A supervised learning strategy for detecting rare classes using data-centric ensembling

Overview
A little bit about ensembling
Defining the strategy
Testing the strategy
Pseudocode for training and testing
Pseudocode for cross validation
Pseudocode for production

Overview

This post demonstrates a strategy for rare class learning whereby out-of-sample predictions are made using data-centric ensembling. This strategy is described by Charu Aggarwal in section 7.2 of his book Outlier Analysis. This is an excellent book that presents a ton of interesting material on statistics and modeling in a very readable way.
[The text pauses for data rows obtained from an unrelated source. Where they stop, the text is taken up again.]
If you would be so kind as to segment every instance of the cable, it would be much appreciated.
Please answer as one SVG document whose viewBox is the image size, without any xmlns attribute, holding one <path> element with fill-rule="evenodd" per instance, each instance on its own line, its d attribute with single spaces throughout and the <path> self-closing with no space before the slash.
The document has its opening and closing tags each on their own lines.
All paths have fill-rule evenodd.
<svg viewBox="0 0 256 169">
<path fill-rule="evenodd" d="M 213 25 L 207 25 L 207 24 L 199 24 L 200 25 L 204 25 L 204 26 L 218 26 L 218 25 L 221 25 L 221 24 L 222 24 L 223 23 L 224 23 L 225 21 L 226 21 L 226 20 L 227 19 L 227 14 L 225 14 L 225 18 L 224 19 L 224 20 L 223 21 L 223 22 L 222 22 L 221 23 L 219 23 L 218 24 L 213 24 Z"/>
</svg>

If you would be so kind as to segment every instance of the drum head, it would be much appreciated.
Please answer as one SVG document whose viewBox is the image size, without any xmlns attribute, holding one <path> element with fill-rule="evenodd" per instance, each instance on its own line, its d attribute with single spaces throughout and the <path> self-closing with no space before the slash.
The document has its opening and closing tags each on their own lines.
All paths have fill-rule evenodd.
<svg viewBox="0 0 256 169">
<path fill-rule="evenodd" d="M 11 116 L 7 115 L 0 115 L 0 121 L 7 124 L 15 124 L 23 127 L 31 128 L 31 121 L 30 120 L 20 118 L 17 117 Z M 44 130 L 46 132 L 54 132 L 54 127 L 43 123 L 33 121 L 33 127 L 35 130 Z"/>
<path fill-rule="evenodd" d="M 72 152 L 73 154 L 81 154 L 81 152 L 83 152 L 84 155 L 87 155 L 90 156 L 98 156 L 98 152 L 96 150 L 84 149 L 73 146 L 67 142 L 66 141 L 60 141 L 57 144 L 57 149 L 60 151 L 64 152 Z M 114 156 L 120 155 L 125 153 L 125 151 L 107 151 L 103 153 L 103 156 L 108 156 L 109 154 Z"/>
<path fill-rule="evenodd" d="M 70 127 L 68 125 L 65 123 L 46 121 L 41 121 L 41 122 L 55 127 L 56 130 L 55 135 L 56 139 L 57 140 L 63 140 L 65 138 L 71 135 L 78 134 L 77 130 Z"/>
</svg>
A little bit about ensembling

The basic idea behing ensembling is to make predictions on out-of-sample data by combining the predictions from many models. There are two general approaches to ensembling: model-centric and data-centric. Model-centric ensembling combines predictions from several distinct algorithms (e.g. random forest, logistic regression, etc.). Data-centric ensembling combines predictions from the same algorithm trained on several distinct subsets of the training data. Of course model-centric and data-centric ensembling can be combined through the use of several algorithms trained on several subsets of the training data. In general, ensembling is a robust modeling strategy that reduces prediction variance and improves accuracy. One drawback to ensembling is that training, testing, and deploying an ensemble of models can be complex and time consuming. Another drawback is reduced interpretability since each model in the ensemble may be interpreted differently.

Defining the strategy

The strategy shown in this post is an example of data-centric ensembling applied to binary classification where the classes are imbalanced. The goal is to make accurate out-of-sample predictions by combining predictions from several rounds of training (e.g. 25 rounds). Prior to training, a dedicated out-of-sample testing set is drawn from the available data. The remainder is used for training. In each round of training, a balanced training subsample (subset of the training data) is created by downsampling the negative class to match the size of entire positive class. Predictions are made on the dedicated out-of-sample testing set. Once the training rounds are complete, the predictions from each round are combined by averaging the predicted probabilities for each case in the dedicated out-of-sample testing set.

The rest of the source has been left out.